Original post:
Very odd, publicly rebuking your overlords.
GE is the poster child for "State Capitalism".
From the Financial Times:
Jeffrey Immelt, General Electric’s chief executive, has launched a rare public broadside against the Chinese government, which he accused of being increasingly hostile to foreign multinationals.
He warned that the world’s largest manufacturing company was contemplating better prospects elsewhere in resource-rich countries and that those nations did not want to be “colonised” by Chinese investors.
“I really worry about China,” Mr Immelt told an audience of dozens of top Italian executives, referring to the Chinese government which he accused of becoming increasingly protectionist. “I am not sure that in the end they want any of us to win, or any of us to be successful.”
Mr Immelt also had harsh words for Barack Obama, US president, lamenting what he called a “terrible” national mood and expressing concern that over-regulation in response to the global financial crisis would damp a “tepid” US economic recovery.
Business did not like the US president, and the president did not like business, he said, making a point of praising Angela Merkel, Germany’s chancellor, for her defence of German industry.
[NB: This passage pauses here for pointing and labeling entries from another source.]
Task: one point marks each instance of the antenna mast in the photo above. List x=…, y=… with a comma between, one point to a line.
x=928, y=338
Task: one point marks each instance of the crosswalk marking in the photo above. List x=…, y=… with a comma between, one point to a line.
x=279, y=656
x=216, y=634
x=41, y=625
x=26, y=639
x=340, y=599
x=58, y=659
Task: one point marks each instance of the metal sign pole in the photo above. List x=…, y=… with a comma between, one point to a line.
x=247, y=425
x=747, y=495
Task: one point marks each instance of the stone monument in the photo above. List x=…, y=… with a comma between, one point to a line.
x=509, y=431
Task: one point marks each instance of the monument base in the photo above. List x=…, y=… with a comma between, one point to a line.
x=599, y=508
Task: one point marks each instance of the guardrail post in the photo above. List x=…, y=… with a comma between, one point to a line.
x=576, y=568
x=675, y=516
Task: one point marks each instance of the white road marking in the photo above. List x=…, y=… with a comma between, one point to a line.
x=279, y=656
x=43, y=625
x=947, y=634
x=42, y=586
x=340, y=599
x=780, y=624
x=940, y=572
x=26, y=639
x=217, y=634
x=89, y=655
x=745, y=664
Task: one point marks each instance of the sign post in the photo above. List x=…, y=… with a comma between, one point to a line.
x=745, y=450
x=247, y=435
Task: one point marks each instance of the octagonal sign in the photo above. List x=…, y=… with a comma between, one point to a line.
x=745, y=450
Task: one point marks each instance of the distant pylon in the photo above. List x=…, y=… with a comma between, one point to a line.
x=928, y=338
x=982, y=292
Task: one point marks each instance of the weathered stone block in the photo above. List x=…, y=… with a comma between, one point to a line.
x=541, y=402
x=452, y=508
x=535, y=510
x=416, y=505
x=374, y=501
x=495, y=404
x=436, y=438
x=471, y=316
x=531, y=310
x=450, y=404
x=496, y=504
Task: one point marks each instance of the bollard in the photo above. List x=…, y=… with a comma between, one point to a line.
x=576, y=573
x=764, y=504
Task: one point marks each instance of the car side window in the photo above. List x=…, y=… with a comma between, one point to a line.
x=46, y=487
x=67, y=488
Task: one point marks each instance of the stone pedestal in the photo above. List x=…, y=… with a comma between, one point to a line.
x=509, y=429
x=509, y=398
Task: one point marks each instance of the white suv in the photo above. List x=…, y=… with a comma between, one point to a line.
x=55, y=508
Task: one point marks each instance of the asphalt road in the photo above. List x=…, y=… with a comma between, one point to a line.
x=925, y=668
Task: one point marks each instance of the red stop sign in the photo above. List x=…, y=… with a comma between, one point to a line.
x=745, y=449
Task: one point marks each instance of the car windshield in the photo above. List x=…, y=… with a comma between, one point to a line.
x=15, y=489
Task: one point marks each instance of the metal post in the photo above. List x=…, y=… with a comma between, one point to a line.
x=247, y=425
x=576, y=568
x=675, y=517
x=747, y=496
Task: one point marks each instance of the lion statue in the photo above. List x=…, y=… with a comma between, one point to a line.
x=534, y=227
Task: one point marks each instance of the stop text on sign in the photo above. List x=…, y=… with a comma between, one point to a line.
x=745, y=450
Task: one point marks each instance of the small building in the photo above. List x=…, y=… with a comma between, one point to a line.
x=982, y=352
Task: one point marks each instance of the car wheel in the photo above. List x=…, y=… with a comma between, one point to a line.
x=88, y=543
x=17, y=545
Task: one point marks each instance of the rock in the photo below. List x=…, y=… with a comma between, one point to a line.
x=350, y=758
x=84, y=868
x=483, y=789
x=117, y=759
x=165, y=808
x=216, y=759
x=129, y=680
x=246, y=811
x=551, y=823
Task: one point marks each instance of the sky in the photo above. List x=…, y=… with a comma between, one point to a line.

“People are in a really bad mood [in the US],” the 54-year-old executive told an audience of somewhat surprised Europeans who had seen higher levels of US growth as a beacon of recovery.
“We [the US] are a pathetic exporter… we have to become an industrial powerhouse again but you don’t do this when government and entrepreneurs are not in synch.”
Mentioning a meeting with Jean-Claude Trichet, he said the president of the European Central Bank “worries about inflation everyday”, in contrast to Ben Bernanke, chairman of the Federal Reserve, who will keep interest rates “at zero” as long as necessary.
Coming off one of the most challenging years in GE’s long history, Mr Immelt voiced many “worries” on his mind, including the prospect of persistent low growth in Europe and listing Greece, Spain and Ireland for their “volatility”.
Mr Immelt acknowledged the importance of the Chinese market, which contributed $5.3bn to the group’s revenues last year, but declared that GE was encountering its toughest business conditions there in 25 years.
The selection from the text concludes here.